I have a number. It looks a lot like this: let number = 0b10. Turning an enum into a number is pretty simple; I can do SomeEnum::B as u8. Turning a number into an enum is considerably more difficult; number as SomeEnum won't work as number can't be constrained to only be the values of the provided enum (i.e. there's no u<2> type).

Ideally, an enum like SomeEnum above is nothing more than a u8 at runtime, so the ideal function is a black box function fn to_int(e: SomeEnum) -> u8 that does close to nothing.

Option 1: #[derive]

There's a few packages that provide functionality for this:

  • derive_more's TryFrom
  • int_enum is explicitly built to do this via TryFrom

These work fine for normal code, but if you're using const fns, these won't work on stable Rust due to being trait derives and you can't have const fn in trait methods. Also, a lot of the time this requires a useless use of a result when you know full well that you're only ever going to be passing in correct values (usually masked off of a bitfield); it's better to panic.

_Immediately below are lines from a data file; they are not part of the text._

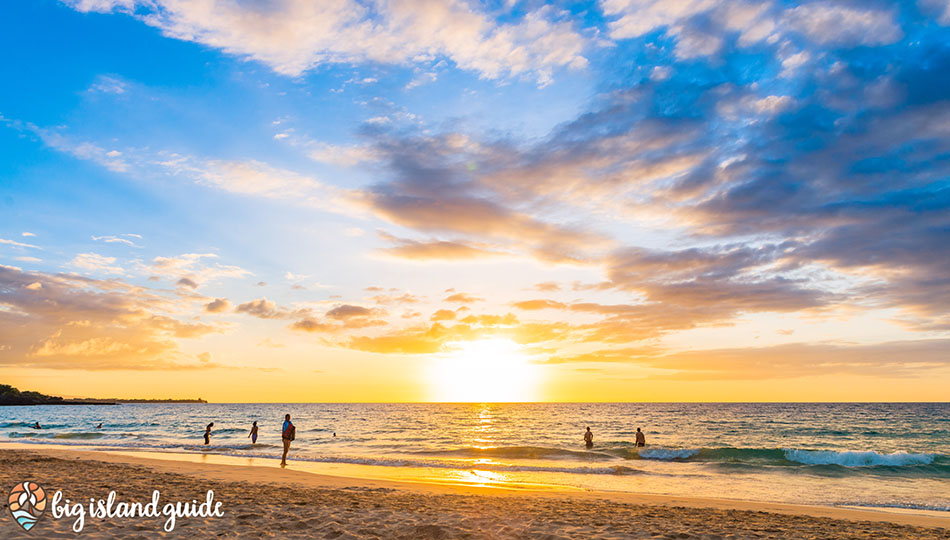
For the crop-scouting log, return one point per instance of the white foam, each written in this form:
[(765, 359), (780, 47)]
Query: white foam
[(668, 453), (857, 459)]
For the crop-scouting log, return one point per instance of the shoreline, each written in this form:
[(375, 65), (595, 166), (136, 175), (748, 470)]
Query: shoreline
[(308, 475)]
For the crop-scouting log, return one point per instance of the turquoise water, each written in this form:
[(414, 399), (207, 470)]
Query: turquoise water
[(881, 455)]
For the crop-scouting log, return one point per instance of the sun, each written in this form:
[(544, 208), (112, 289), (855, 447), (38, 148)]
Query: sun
[(488, 371)]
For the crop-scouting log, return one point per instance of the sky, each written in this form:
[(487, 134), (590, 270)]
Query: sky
[(418, 200)]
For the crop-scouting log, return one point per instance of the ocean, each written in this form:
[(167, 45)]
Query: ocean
[(882, 455)]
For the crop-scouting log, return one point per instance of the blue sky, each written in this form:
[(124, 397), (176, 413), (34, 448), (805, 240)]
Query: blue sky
[(712, 197)]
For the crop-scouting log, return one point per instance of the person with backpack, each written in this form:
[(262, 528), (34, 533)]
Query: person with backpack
[(287, 434)]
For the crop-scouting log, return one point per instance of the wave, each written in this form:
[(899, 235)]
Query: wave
[(668, 454), (858, 459), (520, 452), (467, 465)]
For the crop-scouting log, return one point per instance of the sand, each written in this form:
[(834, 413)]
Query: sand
[(268, 502)]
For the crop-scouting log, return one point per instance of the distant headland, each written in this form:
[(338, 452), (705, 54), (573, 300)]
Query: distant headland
[(12, 396)]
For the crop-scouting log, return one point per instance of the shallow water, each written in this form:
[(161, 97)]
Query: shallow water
[(887, 455)]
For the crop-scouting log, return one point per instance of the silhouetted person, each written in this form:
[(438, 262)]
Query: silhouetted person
[(287, 434)]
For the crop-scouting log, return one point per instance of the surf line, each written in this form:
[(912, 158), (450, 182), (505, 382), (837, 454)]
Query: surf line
[(108, 509)]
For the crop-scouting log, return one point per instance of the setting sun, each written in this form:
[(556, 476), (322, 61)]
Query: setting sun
[(489, 370)]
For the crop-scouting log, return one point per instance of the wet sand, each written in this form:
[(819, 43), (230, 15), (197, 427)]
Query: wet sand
[(268, 502)]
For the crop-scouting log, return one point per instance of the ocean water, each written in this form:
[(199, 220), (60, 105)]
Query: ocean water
[(872, 455)]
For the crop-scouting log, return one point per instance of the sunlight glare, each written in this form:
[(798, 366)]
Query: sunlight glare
[(488, 371)]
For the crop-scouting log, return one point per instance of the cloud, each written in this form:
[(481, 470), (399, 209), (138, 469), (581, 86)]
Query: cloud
[(185, 282), (117, 240), (888, 360), (312, 325), (17, 244), (295, 36), (262, 308), (190, 269), (547, 286), (463, 298), (437, 250), (217, 305), (532, 305), (826, 23), (346, 311), (443, 315), (67, 321), (704, 27), (433, 190), (95, 262)]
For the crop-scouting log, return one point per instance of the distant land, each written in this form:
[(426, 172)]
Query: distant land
[(12, 396)]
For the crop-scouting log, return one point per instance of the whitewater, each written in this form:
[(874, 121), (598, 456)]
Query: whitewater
[(873, 455)]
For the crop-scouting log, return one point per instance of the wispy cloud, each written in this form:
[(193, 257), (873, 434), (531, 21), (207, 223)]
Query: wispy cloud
[(295, 36), (66, 321)]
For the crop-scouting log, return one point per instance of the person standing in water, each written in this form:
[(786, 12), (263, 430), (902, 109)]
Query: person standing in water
[(253, 433), (287, 434)]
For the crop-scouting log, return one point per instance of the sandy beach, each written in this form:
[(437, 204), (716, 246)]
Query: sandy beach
[(268, 502)]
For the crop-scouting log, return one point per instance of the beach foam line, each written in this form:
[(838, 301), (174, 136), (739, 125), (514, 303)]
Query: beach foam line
[(857, 458)]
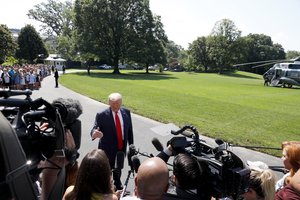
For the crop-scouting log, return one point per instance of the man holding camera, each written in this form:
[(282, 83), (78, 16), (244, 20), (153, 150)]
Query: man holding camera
[(113, 127)]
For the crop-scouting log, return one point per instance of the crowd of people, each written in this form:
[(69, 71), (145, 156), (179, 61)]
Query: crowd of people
[(98, 175), (21, 77)]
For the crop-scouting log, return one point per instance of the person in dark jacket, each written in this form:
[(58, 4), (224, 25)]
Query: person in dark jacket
[(113, 127)]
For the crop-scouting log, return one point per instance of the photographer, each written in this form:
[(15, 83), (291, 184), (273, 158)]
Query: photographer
[(151, 180), (187, 176), (69, 110)]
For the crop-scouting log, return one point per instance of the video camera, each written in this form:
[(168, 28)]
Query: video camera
[(226, 173), (39, 127)]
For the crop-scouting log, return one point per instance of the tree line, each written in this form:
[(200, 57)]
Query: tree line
[(126, 31)]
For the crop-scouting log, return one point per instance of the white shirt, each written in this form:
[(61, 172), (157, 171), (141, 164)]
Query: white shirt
[(121, 121)]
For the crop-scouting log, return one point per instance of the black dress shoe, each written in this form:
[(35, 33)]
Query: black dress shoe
[(119, 186)]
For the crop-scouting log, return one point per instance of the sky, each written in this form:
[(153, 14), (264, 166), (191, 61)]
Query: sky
[(185, 20)]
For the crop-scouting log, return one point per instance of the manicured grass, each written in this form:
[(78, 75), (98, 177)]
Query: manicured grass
[(234, 107)]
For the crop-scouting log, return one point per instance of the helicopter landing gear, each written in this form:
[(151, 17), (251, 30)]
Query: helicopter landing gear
[(286, 85)]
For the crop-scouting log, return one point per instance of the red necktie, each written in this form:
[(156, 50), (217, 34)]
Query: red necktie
[(119, 131)]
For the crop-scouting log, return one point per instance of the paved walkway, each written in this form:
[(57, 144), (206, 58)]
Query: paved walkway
[(144, 129)]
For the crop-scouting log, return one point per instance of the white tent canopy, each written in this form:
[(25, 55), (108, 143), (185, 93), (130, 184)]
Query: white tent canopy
[(56, 61)]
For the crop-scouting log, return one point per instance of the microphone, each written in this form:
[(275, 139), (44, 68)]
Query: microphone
[(129, 158), (136, 163), (69, 109), (119, 164), (184, 133), (157, 144), (132, 150), (219, 141), (222, 145), (9, 93), (34, 115)]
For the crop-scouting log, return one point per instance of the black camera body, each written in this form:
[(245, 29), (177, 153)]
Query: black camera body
[(39, 128), (224, 173)]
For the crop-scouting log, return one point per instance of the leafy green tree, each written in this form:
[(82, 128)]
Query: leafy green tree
[(30, 44), (57, 20), (9, 61), (222, 44), (198, 50), (292, 54), (146, 45), (8, 45), (113, 30)]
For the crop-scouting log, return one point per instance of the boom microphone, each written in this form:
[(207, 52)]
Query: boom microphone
[(120, 160), (129, 158), (132, 150), (157, 144), (136, 163), (69, 109), (9, 93)]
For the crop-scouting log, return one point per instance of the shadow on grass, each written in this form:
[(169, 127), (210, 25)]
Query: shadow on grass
[(236, 75), (128, 75)]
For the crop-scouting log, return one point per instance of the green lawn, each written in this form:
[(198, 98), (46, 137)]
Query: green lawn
[(235, 107)]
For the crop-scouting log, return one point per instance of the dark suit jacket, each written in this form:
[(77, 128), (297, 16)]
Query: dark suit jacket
[(109, 142)]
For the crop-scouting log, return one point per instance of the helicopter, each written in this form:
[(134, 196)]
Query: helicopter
[(283, 73)]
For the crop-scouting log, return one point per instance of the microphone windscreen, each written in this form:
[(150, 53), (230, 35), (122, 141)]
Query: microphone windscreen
[(219, 141), (136, 163), (157, 144), (120, 160), (129, 158), (132, 150)]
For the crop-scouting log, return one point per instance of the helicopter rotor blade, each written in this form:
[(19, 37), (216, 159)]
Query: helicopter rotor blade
[(265, 64), (258, 62)]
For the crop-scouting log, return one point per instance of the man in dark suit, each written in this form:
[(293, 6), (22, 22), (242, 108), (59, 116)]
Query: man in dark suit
[(113, 127)]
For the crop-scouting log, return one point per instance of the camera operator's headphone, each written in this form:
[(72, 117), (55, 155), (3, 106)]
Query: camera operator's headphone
[(198, 171)]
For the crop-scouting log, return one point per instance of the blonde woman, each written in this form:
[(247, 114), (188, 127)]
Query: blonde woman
[(94, 181), (261, 184)]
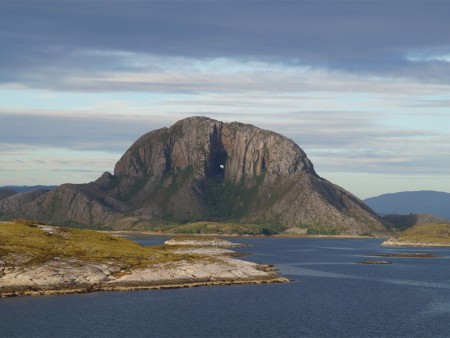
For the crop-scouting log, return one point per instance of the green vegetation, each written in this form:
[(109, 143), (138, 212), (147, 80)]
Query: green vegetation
[(38, 243), (429, 233), (319, 230), (224, 228)]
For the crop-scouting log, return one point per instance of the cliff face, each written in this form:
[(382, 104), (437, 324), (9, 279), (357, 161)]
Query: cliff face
[(202, 169)]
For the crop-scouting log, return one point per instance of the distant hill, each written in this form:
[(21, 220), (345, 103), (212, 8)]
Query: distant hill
[(412, 202), (24, 188), (201, 169), (5, 192)]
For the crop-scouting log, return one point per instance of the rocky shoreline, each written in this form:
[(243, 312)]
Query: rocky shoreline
[(212, 265), (395, 242)]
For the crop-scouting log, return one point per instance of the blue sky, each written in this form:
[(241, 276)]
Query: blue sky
[(362, 86)]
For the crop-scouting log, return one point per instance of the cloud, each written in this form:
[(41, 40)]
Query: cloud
[(357, 37)]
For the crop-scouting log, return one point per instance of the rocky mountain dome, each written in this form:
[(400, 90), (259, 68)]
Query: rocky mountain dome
[(203, 169)]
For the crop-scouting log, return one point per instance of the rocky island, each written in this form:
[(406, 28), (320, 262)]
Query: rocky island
[(432, 235), (38, 259)]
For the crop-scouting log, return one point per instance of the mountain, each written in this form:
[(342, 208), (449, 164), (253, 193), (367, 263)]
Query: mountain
[(416, 202), (203, 169), (5, 192)]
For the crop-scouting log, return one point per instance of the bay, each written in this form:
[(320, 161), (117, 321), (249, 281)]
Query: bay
[(329, 296)]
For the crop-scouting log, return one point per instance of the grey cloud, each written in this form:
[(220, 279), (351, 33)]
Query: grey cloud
[(335, 141), (365, 36), (112, 134)]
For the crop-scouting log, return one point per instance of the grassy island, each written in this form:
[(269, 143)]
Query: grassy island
[(37, 258), (423, 235)]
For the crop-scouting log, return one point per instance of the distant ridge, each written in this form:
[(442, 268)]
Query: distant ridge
[(24, 188), (201, 169), (412, 202)]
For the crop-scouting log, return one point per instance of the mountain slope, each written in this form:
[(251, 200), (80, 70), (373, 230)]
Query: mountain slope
[(202, 169), (416, 202), (6, 192)]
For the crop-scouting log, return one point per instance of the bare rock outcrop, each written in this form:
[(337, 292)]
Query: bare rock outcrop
[(203, 169)]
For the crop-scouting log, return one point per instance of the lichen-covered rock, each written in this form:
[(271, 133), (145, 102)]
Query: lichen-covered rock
[(203, 169)]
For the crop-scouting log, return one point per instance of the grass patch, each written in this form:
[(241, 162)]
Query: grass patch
[(27, 239), (429, 233), (315, 230), (225, 228)]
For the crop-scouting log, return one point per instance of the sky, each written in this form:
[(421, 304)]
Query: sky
[(363, 87)]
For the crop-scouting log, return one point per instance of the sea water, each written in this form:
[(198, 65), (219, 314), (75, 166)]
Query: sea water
[(329, 296)]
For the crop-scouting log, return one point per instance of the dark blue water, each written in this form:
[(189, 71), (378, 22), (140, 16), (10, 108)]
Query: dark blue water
[(330, 296)]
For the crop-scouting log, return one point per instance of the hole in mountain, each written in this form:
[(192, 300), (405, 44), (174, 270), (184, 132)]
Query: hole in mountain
[(217, 165)]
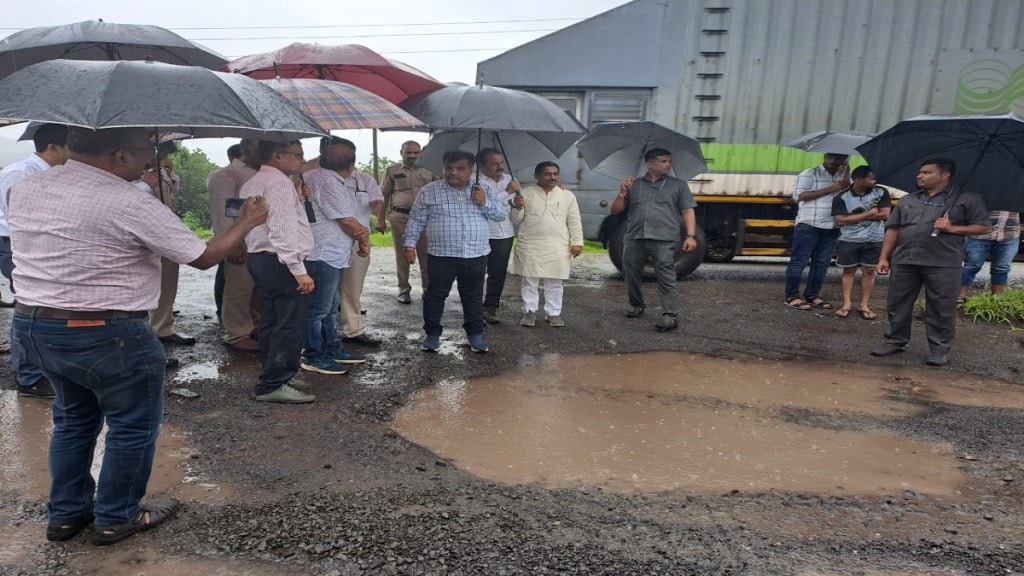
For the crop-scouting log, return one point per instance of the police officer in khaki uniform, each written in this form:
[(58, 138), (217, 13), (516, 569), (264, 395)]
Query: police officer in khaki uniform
[(401, 183)]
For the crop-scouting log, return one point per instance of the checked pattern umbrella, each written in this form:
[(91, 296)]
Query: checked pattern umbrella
[(337, 106)]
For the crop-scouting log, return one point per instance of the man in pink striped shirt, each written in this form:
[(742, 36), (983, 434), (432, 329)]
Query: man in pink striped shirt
[(278, 251), (87, 246)]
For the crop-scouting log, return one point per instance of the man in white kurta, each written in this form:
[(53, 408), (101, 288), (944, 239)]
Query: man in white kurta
[(550, 235)]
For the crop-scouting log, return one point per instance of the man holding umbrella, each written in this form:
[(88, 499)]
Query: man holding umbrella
[(87, 266), (657, 208), (924, 245)]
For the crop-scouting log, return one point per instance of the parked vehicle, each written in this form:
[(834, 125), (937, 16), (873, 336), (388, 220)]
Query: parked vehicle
[(743, 77)]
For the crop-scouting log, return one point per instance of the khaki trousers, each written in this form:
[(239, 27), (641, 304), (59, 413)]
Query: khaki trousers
[(351, 292), (162, 319), (239, 313), (398, 221)]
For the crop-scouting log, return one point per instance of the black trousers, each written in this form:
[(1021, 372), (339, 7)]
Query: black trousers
[(941, 286), (444, 272), (284, 315)]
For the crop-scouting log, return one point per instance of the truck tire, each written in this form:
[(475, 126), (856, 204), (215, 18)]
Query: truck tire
[(686, 262)]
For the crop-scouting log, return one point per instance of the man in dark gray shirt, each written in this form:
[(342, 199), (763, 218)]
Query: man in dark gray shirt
[(925, 240), (658, 211)]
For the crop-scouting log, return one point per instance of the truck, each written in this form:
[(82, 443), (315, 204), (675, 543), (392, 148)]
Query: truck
[(743, 76)]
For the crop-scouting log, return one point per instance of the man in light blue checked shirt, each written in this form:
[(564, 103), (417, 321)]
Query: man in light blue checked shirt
[(454, 212)]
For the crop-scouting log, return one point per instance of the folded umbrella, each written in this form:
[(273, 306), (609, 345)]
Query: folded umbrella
[(616, 149), (830, 142), (192, 100), (988, 152), (96, 40), (337, 106)]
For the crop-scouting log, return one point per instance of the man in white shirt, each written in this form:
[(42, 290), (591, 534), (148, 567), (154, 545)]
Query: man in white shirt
[(239, 316), (51, 150), (492, 166)]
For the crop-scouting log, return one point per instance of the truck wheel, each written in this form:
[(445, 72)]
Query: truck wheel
[(686, 262), (720, 254)]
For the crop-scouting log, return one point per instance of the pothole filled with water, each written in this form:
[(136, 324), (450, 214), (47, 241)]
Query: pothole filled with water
[(671, 420)]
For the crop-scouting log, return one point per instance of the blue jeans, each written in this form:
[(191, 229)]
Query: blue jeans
[(284, 314), (976, 251), (322, 333), (498, 265), (112, 372), (443, 272), (26, 373), (814, 245)]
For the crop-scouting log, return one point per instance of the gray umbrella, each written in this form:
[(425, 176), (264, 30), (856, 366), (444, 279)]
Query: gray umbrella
[(521, 150), (172, 98), (830, 142), (489, 108), (616, 149), (93, 40)]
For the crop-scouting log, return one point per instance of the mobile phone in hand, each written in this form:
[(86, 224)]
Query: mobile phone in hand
[(232, 207)]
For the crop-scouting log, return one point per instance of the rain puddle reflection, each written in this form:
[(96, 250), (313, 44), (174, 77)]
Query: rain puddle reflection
[(670, 420), (26, 427)]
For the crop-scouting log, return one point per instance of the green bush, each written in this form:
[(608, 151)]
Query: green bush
[(1007, 307)]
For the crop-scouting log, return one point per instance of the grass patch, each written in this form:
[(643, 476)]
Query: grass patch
[(1007, 307)]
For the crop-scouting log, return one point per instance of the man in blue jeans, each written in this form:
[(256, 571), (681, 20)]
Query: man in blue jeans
[(455, 213), (815, 234), (335, 231), (51, 150), (1001, 244), (87, 249)]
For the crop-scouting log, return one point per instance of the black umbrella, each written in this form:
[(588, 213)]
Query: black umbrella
[(520, 149), (489, 108), (171, 98), (988, 152), (616, 149), (479, 109), (96, 40)]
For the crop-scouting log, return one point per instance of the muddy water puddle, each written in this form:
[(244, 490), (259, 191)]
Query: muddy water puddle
[(671, 420)]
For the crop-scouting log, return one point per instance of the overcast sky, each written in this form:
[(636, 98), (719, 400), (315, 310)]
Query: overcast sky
[(443, 38)]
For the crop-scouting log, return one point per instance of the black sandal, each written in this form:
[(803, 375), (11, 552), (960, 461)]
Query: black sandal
[(61, 532), (103, 535), (798, 303)]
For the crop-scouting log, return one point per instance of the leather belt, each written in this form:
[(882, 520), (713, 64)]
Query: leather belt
[(57, 314)]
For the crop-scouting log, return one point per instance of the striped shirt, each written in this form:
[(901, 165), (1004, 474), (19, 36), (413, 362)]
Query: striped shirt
[(456, 227), (286, 232), (86, 240), (816, 212), (503, 229), (332, 200)]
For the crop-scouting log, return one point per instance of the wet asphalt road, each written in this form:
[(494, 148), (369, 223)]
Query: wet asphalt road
[(331, 489)]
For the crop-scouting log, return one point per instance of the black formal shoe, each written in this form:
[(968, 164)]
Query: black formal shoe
[(668, 322), (887, 348), (363, 340), (177, 339), (42, 388)]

Option 2: std::mem::transmute

Transmute is pretty simple: it turns type A into type B without type checking. Given that SomeEnum has four patterns with the bit patterns 0b00, 0b01, 0b10, and 0b11, I should AND-off the upper bits so that this doesn't cause demons to erupt:

// Assume I put a ``#[repr(u8)]`` on the enum above. 

pub const fn accursed_unutterable_perform_conversion(e: u8) -> SomeEnum {
    return unsafe { std::mem::transmute::<u8, SomeEnum>(e & 0b11) };
}

Indeed, by checking on GodBolt, this generates a very simple function that does just and r0, r0, #0b11 followed by a bx lr; in real code, this would be inlined and become just the and.

Quick primer on ARM assembly: and dest, source, const means dest = source & const. bx lr means branch (with exchange) to link, aka the return address, so the caller function. The ARM ABI passes in parameters using the first four registers, so r0 is my first argument.

I'm using 32-bit ARM assembly because I like it more than x86. The x86 assembly is often very similar anyway.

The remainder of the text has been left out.